Many Leavers have difficulty adjusting to rapidly increasing changes in jobs, skills, technology and communications and to rapid changes in the population. They see income and wealth sky-rocketing for those at the top while, in real terms, their own material position has barely improved for a decade.

They also see politicians giving slippery answers, ducking issues, manipulating figures, abusing expenses, scattering election promises and prioritising party advantage.But despite their discontent they are not part of the apathetic Won’t Vote camp

They feel that the system has proved unable to control the forces which threaten their lives: primarily bankers, out-sourcing of jobs, big tax avoidance, immigration and climate change. Not surprisingly, many want to hit back.

In doing so, they sometimes risk democracy itself. Mistrust all major political, judicial, economic and media institutions and you end inclusive public conversation. If you automatically blame and even abuse those with whom you disagree, you inevitably blinker your own views.

You reject trust, respect, reason and facts. You fall back on populist authoritarian leaders like Trump who ‘know they are right’, pander to prejudice, claim to be outsiders and promise the impossible. You encourage force and violence, not joint effort.

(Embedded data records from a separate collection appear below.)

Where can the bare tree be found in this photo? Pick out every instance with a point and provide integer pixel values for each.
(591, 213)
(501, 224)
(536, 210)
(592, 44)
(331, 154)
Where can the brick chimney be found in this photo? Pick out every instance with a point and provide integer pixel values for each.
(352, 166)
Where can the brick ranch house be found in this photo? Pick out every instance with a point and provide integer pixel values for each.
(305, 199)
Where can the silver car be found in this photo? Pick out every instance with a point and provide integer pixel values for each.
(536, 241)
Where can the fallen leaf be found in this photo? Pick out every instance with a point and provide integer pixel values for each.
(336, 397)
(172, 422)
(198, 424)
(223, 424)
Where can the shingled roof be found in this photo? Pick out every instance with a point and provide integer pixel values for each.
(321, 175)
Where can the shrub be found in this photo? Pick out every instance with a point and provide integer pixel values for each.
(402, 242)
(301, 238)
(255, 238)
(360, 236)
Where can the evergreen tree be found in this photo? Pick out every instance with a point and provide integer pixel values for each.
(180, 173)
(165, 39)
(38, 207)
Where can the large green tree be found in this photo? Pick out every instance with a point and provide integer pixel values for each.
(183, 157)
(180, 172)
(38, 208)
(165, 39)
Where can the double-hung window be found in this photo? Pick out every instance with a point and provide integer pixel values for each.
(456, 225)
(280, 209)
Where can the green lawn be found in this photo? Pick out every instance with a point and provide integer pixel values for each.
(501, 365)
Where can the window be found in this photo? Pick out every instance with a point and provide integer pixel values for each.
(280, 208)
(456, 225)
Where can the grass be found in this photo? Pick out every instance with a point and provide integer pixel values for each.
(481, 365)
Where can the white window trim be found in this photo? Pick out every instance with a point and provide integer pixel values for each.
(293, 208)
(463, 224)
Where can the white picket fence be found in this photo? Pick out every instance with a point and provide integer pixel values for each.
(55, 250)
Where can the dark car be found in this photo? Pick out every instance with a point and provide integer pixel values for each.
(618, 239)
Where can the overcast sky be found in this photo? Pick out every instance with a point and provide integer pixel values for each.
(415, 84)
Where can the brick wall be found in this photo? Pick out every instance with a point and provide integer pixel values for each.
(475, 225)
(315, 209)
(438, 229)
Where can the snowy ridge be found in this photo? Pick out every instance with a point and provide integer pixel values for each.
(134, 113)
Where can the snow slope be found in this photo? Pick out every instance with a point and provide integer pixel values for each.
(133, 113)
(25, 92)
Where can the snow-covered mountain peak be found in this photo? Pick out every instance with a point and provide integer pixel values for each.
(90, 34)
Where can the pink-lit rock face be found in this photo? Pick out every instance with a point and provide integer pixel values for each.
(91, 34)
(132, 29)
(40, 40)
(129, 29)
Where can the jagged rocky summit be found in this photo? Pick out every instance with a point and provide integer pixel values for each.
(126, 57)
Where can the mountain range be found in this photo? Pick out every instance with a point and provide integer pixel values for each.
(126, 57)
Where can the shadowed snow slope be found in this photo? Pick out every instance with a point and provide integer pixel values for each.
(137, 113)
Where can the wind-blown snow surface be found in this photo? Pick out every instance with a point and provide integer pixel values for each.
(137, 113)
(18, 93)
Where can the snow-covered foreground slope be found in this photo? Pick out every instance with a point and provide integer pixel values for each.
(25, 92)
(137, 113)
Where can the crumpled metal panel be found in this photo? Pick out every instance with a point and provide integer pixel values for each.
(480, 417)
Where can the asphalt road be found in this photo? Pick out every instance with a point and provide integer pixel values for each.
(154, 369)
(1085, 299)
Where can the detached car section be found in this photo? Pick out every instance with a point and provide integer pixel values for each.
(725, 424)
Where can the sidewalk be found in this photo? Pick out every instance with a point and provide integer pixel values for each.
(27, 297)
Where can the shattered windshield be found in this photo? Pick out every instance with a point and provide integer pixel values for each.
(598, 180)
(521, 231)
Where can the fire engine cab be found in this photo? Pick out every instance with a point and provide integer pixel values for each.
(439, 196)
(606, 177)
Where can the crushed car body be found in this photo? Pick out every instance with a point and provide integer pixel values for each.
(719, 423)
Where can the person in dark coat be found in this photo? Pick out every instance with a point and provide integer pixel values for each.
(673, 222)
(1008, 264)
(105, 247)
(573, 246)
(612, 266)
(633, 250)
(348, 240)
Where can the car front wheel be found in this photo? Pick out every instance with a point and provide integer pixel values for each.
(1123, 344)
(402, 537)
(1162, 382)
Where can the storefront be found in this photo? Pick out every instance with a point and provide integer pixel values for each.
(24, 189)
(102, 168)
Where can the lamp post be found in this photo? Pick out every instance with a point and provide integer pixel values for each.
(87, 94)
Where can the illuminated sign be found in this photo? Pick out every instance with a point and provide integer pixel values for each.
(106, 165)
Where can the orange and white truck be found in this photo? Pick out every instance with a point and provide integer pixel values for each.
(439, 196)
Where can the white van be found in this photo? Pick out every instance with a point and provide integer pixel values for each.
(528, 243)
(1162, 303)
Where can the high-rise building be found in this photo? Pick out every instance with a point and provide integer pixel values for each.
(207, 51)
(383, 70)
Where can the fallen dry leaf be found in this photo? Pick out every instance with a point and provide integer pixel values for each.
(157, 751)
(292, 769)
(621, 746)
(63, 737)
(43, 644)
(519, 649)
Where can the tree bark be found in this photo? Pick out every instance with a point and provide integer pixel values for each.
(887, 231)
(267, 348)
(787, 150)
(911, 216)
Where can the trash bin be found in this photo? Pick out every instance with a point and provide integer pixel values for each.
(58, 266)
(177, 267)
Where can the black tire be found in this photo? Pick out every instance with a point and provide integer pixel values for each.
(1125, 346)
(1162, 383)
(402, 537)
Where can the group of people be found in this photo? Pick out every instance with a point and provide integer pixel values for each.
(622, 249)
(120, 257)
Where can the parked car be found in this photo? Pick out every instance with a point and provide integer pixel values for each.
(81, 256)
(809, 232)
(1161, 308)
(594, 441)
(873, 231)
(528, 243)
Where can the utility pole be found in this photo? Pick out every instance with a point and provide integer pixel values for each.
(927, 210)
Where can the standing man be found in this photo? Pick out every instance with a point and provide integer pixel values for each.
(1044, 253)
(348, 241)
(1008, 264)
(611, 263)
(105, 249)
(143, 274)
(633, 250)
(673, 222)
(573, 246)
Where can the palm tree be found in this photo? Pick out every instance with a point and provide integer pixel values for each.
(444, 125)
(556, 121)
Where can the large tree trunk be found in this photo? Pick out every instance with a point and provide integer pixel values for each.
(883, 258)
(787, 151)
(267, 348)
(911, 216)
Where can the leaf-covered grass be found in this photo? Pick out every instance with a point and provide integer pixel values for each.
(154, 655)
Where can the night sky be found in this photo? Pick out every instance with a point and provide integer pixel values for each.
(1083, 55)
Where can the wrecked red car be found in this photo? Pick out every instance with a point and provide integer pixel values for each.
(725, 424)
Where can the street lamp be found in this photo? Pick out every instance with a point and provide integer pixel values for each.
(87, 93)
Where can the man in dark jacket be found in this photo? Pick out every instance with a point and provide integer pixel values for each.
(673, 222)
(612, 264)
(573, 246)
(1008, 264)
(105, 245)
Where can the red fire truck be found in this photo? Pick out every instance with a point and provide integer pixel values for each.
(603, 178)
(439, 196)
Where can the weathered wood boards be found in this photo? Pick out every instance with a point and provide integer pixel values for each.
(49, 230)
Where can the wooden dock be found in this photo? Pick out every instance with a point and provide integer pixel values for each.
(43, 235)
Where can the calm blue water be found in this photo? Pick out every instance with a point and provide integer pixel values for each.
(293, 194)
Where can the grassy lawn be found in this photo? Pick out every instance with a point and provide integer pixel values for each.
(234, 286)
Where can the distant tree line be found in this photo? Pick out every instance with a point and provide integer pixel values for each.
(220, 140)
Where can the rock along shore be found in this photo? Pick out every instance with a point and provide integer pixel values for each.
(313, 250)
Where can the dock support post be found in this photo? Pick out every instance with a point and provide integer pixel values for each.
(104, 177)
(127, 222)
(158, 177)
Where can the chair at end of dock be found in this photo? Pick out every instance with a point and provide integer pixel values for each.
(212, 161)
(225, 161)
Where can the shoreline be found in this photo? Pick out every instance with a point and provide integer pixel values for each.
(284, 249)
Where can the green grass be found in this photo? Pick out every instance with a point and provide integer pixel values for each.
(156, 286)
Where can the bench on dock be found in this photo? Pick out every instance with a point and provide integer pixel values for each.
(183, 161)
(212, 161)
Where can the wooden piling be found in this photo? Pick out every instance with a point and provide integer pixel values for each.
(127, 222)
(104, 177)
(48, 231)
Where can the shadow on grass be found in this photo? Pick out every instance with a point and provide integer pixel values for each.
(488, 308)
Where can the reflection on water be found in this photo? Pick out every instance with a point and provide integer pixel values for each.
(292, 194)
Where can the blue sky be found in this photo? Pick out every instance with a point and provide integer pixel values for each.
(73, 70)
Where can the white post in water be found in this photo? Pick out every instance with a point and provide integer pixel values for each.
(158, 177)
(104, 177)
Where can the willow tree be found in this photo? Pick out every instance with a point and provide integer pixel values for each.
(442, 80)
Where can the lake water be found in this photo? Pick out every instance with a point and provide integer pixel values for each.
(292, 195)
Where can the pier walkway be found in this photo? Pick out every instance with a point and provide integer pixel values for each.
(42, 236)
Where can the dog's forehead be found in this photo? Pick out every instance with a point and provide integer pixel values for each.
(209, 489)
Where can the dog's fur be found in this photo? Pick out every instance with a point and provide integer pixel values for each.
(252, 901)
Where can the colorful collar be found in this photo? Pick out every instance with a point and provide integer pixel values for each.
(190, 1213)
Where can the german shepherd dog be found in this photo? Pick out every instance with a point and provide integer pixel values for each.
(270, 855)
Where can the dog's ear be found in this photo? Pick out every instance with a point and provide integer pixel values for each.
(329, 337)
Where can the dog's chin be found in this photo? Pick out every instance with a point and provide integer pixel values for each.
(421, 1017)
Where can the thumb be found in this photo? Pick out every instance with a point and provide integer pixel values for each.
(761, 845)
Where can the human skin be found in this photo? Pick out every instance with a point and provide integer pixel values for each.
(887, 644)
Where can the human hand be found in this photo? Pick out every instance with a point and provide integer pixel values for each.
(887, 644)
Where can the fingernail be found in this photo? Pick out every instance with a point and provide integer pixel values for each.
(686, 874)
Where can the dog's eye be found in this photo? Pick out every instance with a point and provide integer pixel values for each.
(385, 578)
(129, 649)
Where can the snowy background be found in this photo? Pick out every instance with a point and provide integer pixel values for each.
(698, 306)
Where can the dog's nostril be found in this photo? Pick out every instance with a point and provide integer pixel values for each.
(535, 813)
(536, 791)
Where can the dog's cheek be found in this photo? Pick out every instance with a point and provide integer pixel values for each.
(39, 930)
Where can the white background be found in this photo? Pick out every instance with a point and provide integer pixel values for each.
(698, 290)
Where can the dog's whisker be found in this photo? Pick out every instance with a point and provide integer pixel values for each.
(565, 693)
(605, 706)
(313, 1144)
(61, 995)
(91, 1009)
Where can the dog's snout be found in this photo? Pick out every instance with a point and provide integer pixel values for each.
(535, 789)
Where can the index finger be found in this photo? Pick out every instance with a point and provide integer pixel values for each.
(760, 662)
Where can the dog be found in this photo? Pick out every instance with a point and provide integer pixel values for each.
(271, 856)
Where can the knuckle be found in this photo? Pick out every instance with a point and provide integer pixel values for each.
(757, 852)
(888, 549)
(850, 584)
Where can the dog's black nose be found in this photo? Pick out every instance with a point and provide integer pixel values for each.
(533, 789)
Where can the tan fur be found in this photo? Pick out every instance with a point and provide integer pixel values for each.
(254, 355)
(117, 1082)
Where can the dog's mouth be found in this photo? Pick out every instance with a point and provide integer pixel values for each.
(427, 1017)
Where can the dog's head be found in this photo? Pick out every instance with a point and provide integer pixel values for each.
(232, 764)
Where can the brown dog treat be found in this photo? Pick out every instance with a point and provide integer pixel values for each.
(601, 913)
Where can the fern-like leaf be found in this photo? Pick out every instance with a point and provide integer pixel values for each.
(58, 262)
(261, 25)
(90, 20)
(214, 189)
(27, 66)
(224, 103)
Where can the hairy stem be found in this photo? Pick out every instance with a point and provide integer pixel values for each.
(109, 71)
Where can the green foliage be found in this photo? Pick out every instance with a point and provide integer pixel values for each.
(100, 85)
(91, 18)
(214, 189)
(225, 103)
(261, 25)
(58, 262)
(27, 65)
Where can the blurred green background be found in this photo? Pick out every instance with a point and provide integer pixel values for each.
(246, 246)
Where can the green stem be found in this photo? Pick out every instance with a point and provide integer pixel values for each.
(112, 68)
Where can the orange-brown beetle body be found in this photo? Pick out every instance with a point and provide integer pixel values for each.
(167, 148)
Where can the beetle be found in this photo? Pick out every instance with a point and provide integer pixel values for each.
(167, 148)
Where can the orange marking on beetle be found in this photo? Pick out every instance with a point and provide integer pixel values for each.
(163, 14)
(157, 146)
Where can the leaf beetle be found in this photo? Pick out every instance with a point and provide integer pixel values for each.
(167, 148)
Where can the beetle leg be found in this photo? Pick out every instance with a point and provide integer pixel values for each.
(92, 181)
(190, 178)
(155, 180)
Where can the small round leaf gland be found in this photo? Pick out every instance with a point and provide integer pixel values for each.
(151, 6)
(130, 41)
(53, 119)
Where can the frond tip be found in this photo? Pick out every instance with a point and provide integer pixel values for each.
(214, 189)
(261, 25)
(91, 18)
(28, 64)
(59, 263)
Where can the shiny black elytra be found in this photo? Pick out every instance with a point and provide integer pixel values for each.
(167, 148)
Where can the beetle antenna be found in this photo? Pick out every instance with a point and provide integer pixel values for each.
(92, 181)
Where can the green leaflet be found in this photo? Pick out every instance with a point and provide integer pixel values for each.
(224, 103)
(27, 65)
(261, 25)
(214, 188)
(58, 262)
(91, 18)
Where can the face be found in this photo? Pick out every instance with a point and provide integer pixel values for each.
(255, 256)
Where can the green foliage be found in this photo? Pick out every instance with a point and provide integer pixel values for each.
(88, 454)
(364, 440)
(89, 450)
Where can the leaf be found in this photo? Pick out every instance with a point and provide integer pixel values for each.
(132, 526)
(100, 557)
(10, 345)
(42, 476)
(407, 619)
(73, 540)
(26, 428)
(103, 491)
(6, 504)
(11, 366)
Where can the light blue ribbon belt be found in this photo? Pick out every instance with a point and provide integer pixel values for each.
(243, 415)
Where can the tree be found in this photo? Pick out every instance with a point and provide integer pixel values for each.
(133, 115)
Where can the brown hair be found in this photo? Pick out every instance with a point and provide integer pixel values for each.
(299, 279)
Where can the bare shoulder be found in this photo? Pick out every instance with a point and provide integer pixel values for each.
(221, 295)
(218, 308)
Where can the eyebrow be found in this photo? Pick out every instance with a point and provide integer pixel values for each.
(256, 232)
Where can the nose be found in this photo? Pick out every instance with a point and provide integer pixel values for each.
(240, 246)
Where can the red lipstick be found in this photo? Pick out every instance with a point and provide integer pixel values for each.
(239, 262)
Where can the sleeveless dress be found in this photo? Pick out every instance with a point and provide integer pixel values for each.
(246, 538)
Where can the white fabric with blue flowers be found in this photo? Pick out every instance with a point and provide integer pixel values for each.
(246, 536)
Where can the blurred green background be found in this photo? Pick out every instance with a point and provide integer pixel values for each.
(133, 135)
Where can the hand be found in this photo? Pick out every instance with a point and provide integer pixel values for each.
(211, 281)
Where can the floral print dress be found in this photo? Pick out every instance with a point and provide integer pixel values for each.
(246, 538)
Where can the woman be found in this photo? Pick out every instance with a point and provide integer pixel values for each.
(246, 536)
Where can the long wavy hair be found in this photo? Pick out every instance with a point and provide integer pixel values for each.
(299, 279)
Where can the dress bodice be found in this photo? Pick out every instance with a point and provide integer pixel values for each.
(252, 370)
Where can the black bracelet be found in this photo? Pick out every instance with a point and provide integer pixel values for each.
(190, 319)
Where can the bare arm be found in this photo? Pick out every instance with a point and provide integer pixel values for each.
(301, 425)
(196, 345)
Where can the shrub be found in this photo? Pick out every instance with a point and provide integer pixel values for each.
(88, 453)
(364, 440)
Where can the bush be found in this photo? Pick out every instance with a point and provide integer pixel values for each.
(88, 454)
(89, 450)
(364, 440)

There never was a Golden Age and even if there had been no one can put the clock back. Even if they win, Leavers will fail to control those major global forces. And In the process, they will have destroyed a democratic system which, for all its variations and faults, aims to include all of us in civilised conversations about steadily developing an imperfect but better world.

Cameron: is that passion real?

To counter the Leavers and their powerful feelings, the Remainers need, equally passionately, to understand them, recognise their validity and commit to doing politics differently.The case to Remain is more than benefits to business or even to jobs or public services or personal prosperity. It is also, and perhaps more importantly, about what sort of world we inhabit. It’s about controlling those powerful forces we mentioned earlier, about the methods used to do so fairly in a democracy and about how we share the benefits more evenly.

For all its past imperialism, the UK tries to move away from selfish, ill-informed, irrational certainty maintained by violence. Our (sometimes justified) claim to be open, tolerant and fair indicates growing humility.

No-one has perfect answers. For that better world, we need the EU (and others) and the EU wants us. And we will NOT do it the Putin/Trump way.